- Born: July 30, 1934 Bronx, New York City, New York
- Died: November 18, 2007 (aged 73)
- Other name: "Wasso"
- Education: Fairfax High School, University of Southern California, Stanford Law School
- Occupations: Entertainment publicist, reporter
- Years active: 1950s-2000s
- Organization(s): Mahoney/Wasserman Public Relations, Wasserman Group
- Criminal charges: One felony count of grand theft
- Criminal penalty: Six months imprisonment

= Paul Wasserman =

Paul Wasserman (July 30, 1934 – November 18, 2007) was an American entertainment publicist. After working as a journalist for United Press International and the Associated Press, in the 1960s, he began working in publicity as part of Mahoney/Wasserman Public Relations. In the late 1980s, Wasserman ran the entertainment publicity division for D'Arcy, Masius, Benton & Bowles, and in the 1990s he launched the Wasserman Group. He represented musicians such as U2, Paul Simon, Linda Ronstadt, The Rolling Stones and Bob Dylan, and actors such as Jack Nicholson, Dennis Hopper and Jack Lemmon. In 2000 Wasserman was jailed for six months for one felony count of grand theft, in particular using the names of his clients to help him sell bogus stock options.

==Early life and education==
He was born on July 30, 1934 in the Bronx, New York. His parents were European immigrants, and the family moved to Los Angeles when he was around 3 years old. According to his colleague Jim Mahoney, Wasserman had a "strict L.A. Jewish upbringing". He graduated Fairfax High School, and enrolled in USC. In 1958, he dropped out of Stanford Law School, and decided on a career in journalism.

==Career==
As a journalist, a story he wrote about Bob Hope for United Press International (UPI) resulted in a job offer from Hope's publicist. Publicist Jim Mahoney hired Wasserman in the 1960s when Wasserman was working as an Associated Press movie reporter, and Wasserman began handling movie publicity for the Jack Nicholson films Easy Rider (1969) and Five Easy Pieces (1970). Afterwards, he began publicizing recording artists as well. He helped with accounts for Frank Sinatra, Andy Williams, the Beach Boys, and Apple Records, the Beatles' record label.
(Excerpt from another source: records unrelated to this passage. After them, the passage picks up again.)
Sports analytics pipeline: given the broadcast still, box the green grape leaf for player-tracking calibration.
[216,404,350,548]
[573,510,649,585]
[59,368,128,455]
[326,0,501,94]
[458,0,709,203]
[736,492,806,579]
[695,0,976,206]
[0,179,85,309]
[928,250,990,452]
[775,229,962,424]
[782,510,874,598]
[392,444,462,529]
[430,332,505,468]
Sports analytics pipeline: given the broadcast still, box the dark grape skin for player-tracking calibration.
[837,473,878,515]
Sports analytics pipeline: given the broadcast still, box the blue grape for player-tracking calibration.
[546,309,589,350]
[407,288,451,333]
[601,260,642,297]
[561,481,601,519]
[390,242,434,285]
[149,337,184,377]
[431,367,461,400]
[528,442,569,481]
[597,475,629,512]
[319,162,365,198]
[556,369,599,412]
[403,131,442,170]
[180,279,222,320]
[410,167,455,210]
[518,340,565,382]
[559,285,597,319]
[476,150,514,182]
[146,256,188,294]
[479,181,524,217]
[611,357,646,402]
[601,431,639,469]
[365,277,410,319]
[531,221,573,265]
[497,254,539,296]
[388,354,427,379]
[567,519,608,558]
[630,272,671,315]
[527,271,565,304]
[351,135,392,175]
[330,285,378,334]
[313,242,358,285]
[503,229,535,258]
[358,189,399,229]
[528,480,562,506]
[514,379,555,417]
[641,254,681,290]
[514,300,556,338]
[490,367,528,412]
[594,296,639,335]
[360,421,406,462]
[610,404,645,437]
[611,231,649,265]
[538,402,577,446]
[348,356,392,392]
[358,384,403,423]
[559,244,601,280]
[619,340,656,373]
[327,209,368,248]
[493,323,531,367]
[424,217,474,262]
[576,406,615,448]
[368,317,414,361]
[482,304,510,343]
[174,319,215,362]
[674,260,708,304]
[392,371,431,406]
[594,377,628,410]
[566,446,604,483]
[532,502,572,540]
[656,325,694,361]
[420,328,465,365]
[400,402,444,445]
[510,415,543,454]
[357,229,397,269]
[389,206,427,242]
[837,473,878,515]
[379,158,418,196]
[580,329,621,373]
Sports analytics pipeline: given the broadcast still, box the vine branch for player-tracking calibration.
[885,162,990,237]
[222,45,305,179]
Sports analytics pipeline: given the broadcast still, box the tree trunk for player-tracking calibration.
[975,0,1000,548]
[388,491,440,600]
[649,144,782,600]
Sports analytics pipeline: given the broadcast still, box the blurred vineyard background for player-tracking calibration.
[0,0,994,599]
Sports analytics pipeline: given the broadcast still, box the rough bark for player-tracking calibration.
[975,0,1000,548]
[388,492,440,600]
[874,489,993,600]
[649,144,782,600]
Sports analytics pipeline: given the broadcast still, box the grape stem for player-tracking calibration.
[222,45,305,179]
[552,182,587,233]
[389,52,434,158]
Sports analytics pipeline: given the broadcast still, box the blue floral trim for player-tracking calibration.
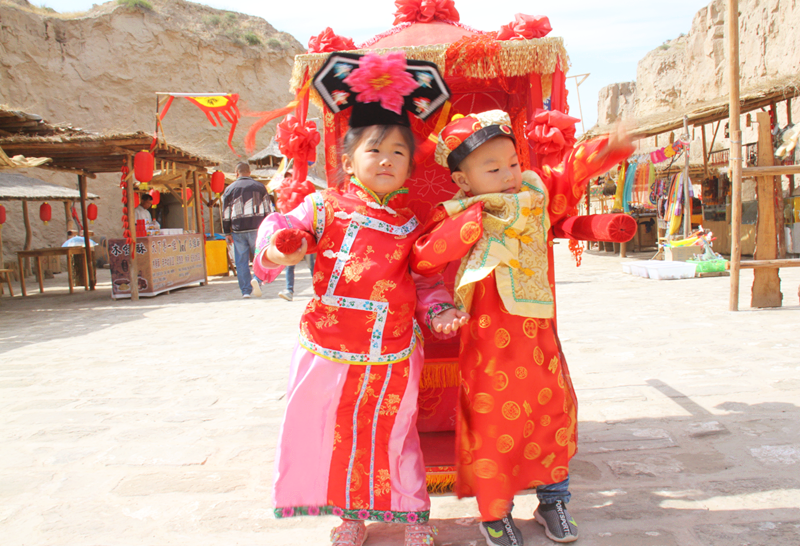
[273,506,431,524]
[425,302,456,330]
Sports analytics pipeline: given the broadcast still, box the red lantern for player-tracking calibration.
[211,171,225,197]
[39,202,53,225]
[133,150,155,185]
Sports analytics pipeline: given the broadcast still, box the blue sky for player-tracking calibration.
[40,0,709,130]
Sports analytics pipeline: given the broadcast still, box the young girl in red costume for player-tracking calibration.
[255,53,469,546]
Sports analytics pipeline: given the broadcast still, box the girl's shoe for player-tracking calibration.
[404,523,439,546]
[331,519,367,546]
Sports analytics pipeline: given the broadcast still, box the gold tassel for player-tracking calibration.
[425,469,456,493]
[419,359,460,390]
[289,37,570,107]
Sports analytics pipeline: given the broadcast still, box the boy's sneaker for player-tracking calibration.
[480,514,525,546]
[278,290,294,301]
[403,523,439,546]
[331,519,367,546]
[533,501,578,542]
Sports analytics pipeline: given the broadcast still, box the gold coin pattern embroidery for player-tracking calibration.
[533,347,544,366]
[522,442,542,461]
[497,434,514,453]
[522,421,536,438]
[502,400,522,421]
[472,392,494,413]
[472,459,497,480]
[493,372,508,391]
[522,319,539,339]
[494,328,511,349]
In the late 1960s, Mahoney made Wasserman a financial partner, with their company renamed Mahoney/Wasserman Public Relations. Nicknamed "Wasso" by friends in the industry, clients included artists such as the Rolling Stones, the Who, Linda Ronstadt, Bob Dylan and Neil Diamond. He was also a music publicist for The Mamas and the Papas, James Taylor, Paul Simon and Tom Petty. Lou Adler stated to the Los Angeles Times that Wasserman "was one of the first ones to sort of accept and represent the new school of rock 'n' roll, so he was able to use the so-called old-school tools that he had in representing this new breed of people."

In 1975, he was working as a press agent for Mick Jagger. In one well-publicized incident in 1975, Wasserman camped out outside his client Jagger's hotel room all night, in order to secure an interview for reporter Bob Hilburn. Hilburn referred to Wasserman as "the most important rock publicist in town."

Wasserman was publicity agent for actor Freddie Prince when Prince killed himself at the age of 22 in 1977. In the film industry, he also represented Lee Marvin, Dennis Hopper, Jack Lemmon, Jack Nicholson and George C. Scott. He publicized individual films, for example Cat Ballou, Easy Rider, Annie Hall and Star Wars (1977). Wasserman conducted a campaign resulting in U2 appearing on the cover of TIME magazine in 1987. He also served as the publicist for the 1988 films Rattle and Hum and Colors.

In the late 1980s, Wasserman ran the entertainment publicity division for D'Arcy, Masius, Benton & Bowles. In the 1990s, he launched his own company the Wasserman Group. According to Mahoney, Wasserman struggled with addiction, at one point almost dying in New Orleans due to a drug problem. His close friends Lou Adler and Jack Nicholson stood vigil outside his hospital room.

==Personal life==
In 2000, he was jailed for six months for an investment scheme, pleading guilty to grand theft. The conviction ended his career as a publicist. In 2000 Wasserman was jailed for one felony count of grand theft, using the names of his clients to help him sell bogus stock options. Wasserman pleaded guilty in Los Angeles Superior Court in 2000. The judge accepted Wasserman's plea and he was ordered to pay restitution of almost $87,000. Wasserman was also sentenced to 6 months in jail, 5 years of probation.

Wasserman personally attributed his Ponzi scheme to his problems with alcoholism, and later in his life, became devoted to Alcoholics Anonymous. According to his friend Joan Myers, he had been sober for two decades when he died.

He died at the age of 73 in 2007 of respiratory failure at Kindred Hospital in Los Angeles. He was buried at Mt. Sinai Memorial Park in LA.